I am calling Twitter Streaming API to return tweets matching one or more filter predicates.
(using fileStream method from R package streamR)

The method has ‘track’ as one of the parameters to listen for specified keywords.

However it seems the track parameter is not having any effect as none of the captured tweets contain the specified keyword.

filterStream(file.name=“twitter/data/mau-hotels.json”,
track=“mauritius”,
locations=c(-5, 36, 22, 70),
timeout=10, oauth=my_oauth,language = “en”)

The returned json response doesnt have any tweet with “mauritius”. Why is this behavior?

Thanks in advance.


#2

What this combination of parameters will give you is an OR situation - either Tweets containing the word “mauritius”, OR Tweets from inside the geo box you’ve specified. This is documented in the Streaming API page on our dev site. Note that you’re filtering against 1% of the Twitter firehose, so it is entirely possible that nobody (or very few people) Tweet about Mauritius in the time frame that you’re filtering, but many more people are Tweeting in the bounding box.


#3

Andy – Is the limitations of the filter stream described anywhere in the docs? I had thought that the filter was applied to the entire firehose, but only up to 1% was returned. However, your answer suggests that the filter is applied to 1% of the Twitter firehose. I want to make sure I understand correctly.

Thanks!
–Justin


#4

If that is the impression from my previous answer (and to be honest, even as I typed it out, I feared I was not being clear enough) then I apologise, your latter understanding is correct. On the streaming API you get to filter the entire firehouse up to 1%, based on your chosen filter criteria. If there is a chance that at a point in time your filter terms (track, follow or geo) may exceed 1% of the total volume then you may not receive everything - the example I’ve used in past years is, for example, #worldcup potentially exceeding that total volume during spikes during that event.
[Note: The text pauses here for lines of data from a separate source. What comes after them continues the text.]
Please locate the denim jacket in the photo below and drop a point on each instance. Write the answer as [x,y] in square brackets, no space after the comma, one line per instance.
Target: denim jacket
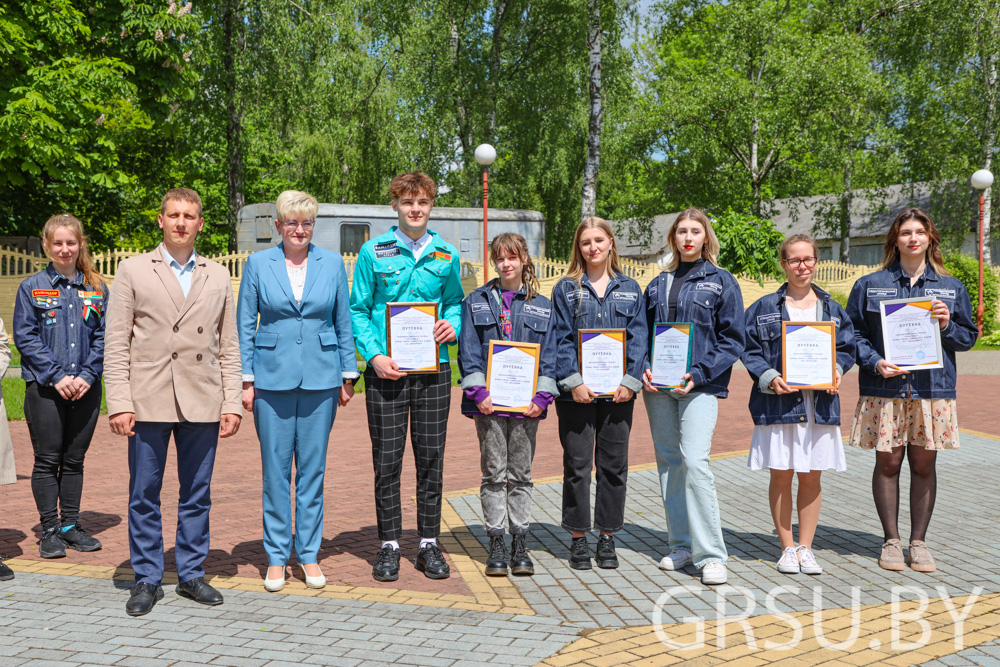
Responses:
[578,307]
[531,322]
[958,336]
[762,357]
[59,328]
[710,298]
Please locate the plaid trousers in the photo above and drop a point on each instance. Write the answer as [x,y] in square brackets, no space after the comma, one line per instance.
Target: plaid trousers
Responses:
[424,400]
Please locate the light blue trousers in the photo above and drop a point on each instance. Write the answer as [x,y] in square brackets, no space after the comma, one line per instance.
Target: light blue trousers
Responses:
[295,424]
[682,427]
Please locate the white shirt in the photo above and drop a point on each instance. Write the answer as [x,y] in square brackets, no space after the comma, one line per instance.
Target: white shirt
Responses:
[416,247]
[183,273]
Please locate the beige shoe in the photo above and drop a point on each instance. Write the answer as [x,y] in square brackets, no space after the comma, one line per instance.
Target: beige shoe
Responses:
[892,556]
[920,557]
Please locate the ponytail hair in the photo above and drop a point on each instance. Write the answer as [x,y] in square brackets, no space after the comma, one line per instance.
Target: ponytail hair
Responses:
[84,262]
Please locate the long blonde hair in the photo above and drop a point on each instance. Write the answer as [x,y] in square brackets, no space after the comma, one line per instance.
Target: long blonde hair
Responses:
[84,262]
[514,244]
[709,252]
[577,265]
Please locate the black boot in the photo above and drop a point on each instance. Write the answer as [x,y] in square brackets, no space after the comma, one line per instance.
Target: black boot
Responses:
[51,544]
[496,562]
[606,557]
[520,561]
[579,554]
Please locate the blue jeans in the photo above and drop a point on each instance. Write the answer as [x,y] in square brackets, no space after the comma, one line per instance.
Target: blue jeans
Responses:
[682,427]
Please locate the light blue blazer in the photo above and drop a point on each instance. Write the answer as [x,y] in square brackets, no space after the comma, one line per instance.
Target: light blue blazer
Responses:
[305,346]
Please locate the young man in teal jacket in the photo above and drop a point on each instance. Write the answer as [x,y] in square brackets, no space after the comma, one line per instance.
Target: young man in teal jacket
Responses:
[409,263]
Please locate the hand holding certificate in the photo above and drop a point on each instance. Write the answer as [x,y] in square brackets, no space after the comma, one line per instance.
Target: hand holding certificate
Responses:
[911,335]
[602,359]
[670,356]
[809,355]
[512,374]
[410,336]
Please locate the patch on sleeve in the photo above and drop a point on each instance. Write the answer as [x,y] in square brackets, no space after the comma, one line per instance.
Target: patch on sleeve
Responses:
[536,310]
[768,318]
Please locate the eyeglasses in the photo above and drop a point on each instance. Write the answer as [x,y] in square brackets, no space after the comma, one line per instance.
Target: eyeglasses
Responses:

As we’ve signalled in the roadmap, we will look to improve the fidelity and flexibility of these endpoints in the future.


#5

Thanks @andypiper understood and makes sense.

Is it then somehow possible, using public APIs, to have the AND between track and locations?
Basically I would like to get tweets from a given location box on a particular track.


#6

You could do that using the standard search API but it would only cover the past 7 days and not be a realtime collection mechanism.